Regeneron Pharmaceuticals Inc. said Monday that U.S. authorities placed the company's drug clinical development of osteoarthritis pain on hold after a patient in the trial of another company has developed a serious bone disorder.

Regeneron said, and its partner, Sanofi-Aventis SA, was reported last week by the U.S. Food And Drug Administration that the drug REGN475/SAR164877, was suspended after a patient in the trial of another company to develop a joint avascular necrosis.

This condition is caused when bone tissue dies because of lack of blood supply, causing the collapse of the bones.

Regeneron drug is designed to work by blocking a protein called nerve growth factor (NGF), which is associated with pain. An inhibitor of NGF under development by Pfizer Inc were put on hold earlier this year after some patients have had joint replacement surgery.

The FDA believes that security problems can affect an entire class of anti-NGF.

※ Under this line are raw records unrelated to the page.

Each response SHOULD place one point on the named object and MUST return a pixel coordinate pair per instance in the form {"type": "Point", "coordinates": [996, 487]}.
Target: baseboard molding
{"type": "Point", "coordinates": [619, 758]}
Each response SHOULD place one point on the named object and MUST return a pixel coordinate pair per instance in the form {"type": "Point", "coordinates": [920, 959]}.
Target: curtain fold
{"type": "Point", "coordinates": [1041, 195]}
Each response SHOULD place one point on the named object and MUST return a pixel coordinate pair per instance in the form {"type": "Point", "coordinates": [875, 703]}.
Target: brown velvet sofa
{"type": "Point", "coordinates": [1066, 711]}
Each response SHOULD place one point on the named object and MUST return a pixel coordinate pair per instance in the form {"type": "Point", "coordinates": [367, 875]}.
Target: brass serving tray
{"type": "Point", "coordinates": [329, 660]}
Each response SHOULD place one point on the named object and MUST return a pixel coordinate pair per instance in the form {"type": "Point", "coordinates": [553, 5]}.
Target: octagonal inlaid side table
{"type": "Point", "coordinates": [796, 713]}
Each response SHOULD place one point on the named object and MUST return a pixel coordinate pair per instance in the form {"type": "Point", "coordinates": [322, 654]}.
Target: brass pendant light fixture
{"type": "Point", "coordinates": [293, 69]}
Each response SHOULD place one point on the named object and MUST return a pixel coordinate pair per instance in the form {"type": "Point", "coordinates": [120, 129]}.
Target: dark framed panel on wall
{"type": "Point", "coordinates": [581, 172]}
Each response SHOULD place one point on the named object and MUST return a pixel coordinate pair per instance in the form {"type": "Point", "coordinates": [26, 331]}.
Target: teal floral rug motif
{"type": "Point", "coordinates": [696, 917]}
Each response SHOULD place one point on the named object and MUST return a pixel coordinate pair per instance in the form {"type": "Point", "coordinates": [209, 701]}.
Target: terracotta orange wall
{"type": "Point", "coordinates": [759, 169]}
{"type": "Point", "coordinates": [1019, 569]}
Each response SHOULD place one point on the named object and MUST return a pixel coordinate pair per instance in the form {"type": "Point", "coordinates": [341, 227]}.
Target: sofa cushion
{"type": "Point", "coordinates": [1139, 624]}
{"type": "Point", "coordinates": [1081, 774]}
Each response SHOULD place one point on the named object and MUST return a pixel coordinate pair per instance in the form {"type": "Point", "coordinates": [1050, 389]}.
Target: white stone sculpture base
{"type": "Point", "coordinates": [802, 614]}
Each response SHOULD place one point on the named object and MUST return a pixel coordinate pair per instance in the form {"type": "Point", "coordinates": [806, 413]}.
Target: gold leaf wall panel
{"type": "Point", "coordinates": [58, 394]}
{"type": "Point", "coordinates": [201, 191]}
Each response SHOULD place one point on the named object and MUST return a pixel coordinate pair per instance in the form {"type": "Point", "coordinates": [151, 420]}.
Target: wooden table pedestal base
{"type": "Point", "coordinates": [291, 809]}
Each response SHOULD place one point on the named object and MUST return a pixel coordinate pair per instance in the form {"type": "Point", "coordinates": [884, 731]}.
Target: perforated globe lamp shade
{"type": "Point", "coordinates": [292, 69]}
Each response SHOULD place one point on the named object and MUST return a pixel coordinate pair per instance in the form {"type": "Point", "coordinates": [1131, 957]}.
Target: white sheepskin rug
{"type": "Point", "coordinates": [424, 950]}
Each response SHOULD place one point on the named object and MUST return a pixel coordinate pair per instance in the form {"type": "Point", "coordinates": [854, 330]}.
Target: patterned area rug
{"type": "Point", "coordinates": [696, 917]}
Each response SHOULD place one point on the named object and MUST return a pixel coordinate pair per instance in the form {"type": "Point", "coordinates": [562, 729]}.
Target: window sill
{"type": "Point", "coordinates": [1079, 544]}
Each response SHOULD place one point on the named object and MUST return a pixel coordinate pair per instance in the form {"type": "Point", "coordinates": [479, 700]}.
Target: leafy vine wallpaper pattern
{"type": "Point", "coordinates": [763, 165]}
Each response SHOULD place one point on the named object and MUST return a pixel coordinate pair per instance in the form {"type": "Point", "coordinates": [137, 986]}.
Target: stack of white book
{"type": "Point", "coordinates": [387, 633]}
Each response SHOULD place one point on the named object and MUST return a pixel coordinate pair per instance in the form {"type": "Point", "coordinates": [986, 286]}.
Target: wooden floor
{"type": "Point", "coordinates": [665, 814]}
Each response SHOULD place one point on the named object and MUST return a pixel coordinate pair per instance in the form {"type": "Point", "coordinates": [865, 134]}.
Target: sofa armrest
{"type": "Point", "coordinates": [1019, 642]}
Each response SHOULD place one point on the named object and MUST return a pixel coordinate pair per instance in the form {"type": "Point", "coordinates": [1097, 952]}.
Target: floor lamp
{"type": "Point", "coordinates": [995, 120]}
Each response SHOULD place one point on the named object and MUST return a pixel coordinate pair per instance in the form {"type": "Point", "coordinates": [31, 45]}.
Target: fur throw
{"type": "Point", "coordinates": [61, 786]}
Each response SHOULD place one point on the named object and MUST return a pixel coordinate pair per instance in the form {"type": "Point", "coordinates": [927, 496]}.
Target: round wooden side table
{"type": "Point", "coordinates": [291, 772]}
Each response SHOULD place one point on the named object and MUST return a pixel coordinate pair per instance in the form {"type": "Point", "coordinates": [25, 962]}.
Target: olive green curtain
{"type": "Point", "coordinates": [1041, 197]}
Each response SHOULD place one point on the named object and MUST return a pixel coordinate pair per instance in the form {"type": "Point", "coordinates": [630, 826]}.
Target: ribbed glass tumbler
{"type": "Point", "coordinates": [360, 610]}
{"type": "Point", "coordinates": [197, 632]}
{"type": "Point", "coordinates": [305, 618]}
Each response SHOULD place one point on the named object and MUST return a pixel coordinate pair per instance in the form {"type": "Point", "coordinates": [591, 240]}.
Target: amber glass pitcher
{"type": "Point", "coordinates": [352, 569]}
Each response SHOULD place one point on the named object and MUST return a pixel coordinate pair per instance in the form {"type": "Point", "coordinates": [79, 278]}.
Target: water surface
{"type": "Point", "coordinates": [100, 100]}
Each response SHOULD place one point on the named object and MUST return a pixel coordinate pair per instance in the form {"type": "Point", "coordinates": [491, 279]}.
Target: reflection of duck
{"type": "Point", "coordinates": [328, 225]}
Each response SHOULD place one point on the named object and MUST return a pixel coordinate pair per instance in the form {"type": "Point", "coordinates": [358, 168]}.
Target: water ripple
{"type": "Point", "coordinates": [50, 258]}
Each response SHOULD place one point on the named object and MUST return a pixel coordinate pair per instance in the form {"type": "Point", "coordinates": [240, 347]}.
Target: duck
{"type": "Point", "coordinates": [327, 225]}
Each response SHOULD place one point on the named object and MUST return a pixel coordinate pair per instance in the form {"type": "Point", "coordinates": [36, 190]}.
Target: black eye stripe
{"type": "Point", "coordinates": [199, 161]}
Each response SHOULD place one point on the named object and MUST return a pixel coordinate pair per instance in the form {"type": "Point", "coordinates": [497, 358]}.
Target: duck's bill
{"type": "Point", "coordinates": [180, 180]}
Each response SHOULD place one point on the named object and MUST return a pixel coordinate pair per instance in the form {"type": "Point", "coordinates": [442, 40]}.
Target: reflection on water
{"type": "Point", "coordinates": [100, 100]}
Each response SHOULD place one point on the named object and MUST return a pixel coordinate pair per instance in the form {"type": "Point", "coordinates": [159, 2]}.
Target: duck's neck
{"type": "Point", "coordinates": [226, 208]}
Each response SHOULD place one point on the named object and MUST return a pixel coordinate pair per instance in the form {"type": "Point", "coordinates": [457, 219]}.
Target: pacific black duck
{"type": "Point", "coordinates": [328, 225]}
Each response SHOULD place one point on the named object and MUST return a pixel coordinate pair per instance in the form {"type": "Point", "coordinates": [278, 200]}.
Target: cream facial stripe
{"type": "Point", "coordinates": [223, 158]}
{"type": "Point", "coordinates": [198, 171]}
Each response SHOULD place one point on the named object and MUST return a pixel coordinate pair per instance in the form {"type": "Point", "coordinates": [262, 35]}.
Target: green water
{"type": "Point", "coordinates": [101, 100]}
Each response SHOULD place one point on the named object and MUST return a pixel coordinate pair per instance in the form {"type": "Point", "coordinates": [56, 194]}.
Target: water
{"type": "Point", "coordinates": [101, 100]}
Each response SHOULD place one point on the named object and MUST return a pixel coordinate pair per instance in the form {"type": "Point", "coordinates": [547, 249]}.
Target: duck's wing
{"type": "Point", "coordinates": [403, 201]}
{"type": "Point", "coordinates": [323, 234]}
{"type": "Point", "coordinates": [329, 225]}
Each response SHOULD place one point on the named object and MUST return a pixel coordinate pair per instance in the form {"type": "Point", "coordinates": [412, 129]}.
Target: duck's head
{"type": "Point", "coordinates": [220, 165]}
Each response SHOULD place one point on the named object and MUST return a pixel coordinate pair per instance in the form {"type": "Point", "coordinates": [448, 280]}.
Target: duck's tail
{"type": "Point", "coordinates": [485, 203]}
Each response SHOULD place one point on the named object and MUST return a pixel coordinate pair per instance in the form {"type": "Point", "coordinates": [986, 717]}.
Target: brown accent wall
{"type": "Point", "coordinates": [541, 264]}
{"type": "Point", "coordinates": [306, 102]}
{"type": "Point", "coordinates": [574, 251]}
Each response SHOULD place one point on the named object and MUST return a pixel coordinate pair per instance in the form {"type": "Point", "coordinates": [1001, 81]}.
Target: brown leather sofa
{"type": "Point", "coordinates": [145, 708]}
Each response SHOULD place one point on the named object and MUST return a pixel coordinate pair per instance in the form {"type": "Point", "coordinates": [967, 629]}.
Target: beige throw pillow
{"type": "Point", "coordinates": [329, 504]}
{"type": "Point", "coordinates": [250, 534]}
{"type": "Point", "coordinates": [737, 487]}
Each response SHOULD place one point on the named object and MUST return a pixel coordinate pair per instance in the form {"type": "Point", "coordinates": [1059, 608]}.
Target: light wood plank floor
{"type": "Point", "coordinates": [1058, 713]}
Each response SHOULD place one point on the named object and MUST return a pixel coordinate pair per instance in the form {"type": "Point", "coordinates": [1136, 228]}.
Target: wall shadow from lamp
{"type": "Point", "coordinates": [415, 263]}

Decision Resources, a company of advice for health care, initially planned global sales peak tanezumab Pfizer drug could reach $ 1.2 billion, but reduced the forecast of $ 200 million after being put on hold clinical .

Tanezumab was the most advanced class and a cloud cast setback for the development of other drugs, including Regeneron's. Johnson & Johnson and Abbott Laboratories each of the first programs of dumping NGF.

Regeneron shares fell 0.7 percent, to $ 33.27 in midmorning trading on the Nasdaq, in line with a decline of 0.6 percent of the Nasdaq biotechnology.

Regeneron said that currently there is no drug test with registration or who are treating patients.